Да закройте уже тему. Напишите - у нас, дескать, информации нет, а вы идите на Ишта Гоштхи.Сколько тереть можно?
А то начинаете за здравие, мы абсолютно уверены, все голословно, а потом в кусты. Пропагандой бессмысленной отдает. Нет того так и этого тогда и нет.

----------


## Игорь123

> ...... Руководителей этого проекта здесь нет. В свое время, пока проект еще шел, представители проекта здесь отвечали.
> 
> Очевидно, что если у вас есть вопросы, на которые вы не получили ответы, вы должны обращать их к руководителям, а не просто в пустоту на форуме.



  Вопрос аудитории.

 Уважаемые посетители этого Форума и этой темы в частности. Есть ли хоть кто-то из посетителей , кто уже получил от руководителей проекта ответ на 3 вопроса :

1. Общая сумма пожертвований за все 15 лет сбора денег (можно и в подробностях),начиная с 2000-го года.

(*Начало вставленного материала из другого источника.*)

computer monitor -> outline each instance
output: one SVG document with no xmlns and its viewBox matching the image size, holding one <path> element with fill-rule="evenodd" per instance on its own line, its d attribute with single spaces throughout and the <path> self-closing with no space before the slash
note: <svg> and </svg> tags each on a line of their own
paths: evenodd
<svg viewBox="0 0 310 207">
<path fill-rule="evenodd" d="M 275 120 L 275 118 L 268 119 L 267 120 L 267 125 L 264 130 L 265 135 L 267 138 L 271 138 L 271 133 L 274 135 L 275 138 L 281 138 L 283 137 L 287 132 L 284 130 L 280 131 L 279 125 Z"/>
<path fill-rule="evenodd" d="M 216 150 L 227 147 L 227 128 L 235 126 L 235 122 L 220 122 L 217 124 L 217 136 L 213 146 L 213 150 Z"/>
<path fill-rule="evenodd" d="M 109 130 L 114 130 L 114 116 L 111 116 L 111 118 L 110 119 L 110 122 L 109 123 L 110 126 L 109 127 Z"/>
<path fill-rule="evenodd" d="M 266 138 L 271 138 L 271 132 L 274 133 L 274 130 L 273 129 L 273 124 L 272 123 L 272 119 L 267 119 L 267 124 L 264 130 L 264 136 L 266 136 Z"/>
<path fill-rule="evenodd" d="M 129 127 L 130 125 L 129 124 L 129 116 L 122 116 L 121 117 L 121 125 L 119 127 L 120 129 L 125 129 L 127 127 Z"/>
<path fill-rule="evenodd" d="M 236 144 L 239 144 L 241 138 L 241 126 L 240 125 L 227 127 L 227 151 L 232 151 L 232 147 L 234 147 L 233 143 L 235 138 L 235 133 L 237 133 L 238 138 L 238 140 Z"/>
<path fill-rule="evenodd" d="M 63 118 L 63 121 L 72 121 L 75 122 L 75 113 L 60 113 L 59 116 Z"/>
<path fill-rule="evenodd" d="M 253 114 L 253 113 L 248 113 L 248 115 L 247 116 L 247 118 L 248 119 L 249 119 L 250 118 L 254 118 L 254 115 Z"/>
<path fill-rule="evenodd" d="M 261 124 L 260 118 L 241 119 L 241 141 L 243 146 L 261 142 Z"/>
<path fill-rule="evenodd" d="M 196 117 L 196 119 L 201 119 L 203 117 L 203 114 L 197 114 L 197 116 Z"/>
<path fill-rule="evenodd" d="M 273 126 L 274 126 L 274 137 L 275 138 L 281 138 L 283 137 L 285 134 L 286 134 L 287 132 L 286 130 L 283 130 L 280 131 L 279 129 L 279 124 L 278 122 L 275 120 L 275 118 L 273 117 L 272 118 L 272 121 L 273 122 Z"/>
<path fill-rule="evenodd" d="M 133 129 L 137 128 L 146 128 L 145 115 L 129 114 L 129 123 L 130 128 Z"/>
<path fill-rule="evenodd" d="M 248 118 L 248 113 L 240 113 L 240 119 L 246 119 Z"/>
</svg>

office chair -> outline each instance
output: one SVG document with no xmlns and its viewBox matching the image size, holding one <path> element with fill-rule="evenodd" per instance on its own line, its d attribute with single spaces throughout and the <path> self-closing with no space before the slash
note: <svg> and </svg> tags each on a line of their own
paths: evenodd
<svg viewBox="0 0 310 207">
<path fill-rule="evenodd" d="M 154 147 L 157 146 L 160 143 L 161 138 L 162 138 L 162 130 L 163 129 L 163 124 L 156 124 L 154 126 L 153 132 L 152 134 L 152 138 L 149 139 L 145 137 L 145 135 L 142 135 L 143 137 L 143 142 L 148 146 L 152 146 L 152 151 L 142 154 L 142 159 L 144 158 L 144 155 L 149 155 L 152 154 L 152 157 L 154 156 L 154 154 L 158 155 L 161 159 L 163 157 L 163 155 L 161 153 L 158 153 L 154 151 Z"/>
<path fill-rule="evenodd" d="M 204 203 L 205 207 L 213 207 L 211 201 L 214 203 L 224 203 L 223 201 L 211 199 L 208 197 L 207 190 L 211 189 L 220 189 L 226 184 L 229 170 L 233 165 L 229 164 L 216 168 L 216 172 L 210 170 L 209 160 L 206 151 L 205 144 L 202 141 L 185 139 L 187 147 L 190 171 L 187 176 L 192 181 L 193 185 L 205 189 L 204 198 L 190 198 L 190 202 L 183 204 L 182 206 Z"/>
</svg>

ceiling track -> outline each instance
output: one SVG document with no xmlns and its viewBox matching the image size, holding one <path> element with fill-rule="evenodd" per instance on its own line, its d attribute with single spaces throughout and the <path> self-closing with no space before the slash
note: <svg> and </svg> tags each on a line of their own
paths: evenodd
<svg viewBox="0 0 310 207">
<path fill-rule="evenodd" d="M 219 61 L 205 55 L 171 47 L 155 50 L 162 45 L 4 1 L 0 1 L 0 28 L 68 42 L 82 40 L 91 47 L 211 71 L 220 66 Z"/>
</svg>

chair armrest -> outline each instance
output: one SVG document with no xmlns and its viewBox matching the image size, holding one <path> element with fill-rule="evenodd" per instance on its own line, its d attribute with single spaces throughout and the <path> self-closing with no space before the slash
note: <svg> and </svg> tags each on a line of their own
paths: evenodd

2. Общая сумма потраченных денег ( можно детализировать).

3. Сумма остатка на сегодня ( и где находится).

----------


## Vairagya das

Внесу небольшой комментарий. Лично я не участвовал в сборе средств для Московского храма и не жертвовал на этот проект по ряду причин (одна из которых - личная ответственность за сбор средств на другие благотворительные проекты. Но некоторые отчёты иногда мельком видел. И поскольку сам за некоторые проекты отвечаю, у самого бизнесу больше 20 лет, вижу реалии Кали-юги. Которых некоторые, пишущие здесь либо не понимают, либо не хотят замечать. Пример: официальные платежи за согласование документации на одном конкретном этапе (из десятков подобных) "в кассу" - 20.000руб. А для того, чтобы вопрос рассмотрели в течение недели-двух, а не "забыли" на полгода, вот именно на этом этапе, который один из нескольких десятков шагов, или вообще не завернули, нужно данному человеку "мимо кассы" дать ещё 30-50т. Москва. Кабинеты. Кушать все хотят. Вот как вы хотите, чтобы это было отражено в официальном отчёте о потраченных пожертвованиях преданных? Из разговоров с некоторыми ответственными за данный проект, было понятно, что только на этапе согласования документации реальные расходы по "продвижению и подталкиванию" оформления документов в несколько раз превышали официально оплаченные в инстанции средства. В отчётах помещали, конечно, официальные расходы. В течение года это была разница в сотни тысяч. Как вы хотите, чтобы их отобразили в отчётах? Кто вам в отчёте напишет "за 15 лет на подарки лицам, от которых зависело положительное решение вопросов потрачено от 30 до 50% бюджета проекта"? Как будто не в этом мире живёте, как дети малые прямо...

----------


## Игорь123

> Кто вам в отчёте напишет "за 15 лет на подарки лицам, от которых зависело положительное решение вопросов потрачено от 30 до 50% бюджета проекта"? Как будто не в этом мире живёте, как дети малые прямо...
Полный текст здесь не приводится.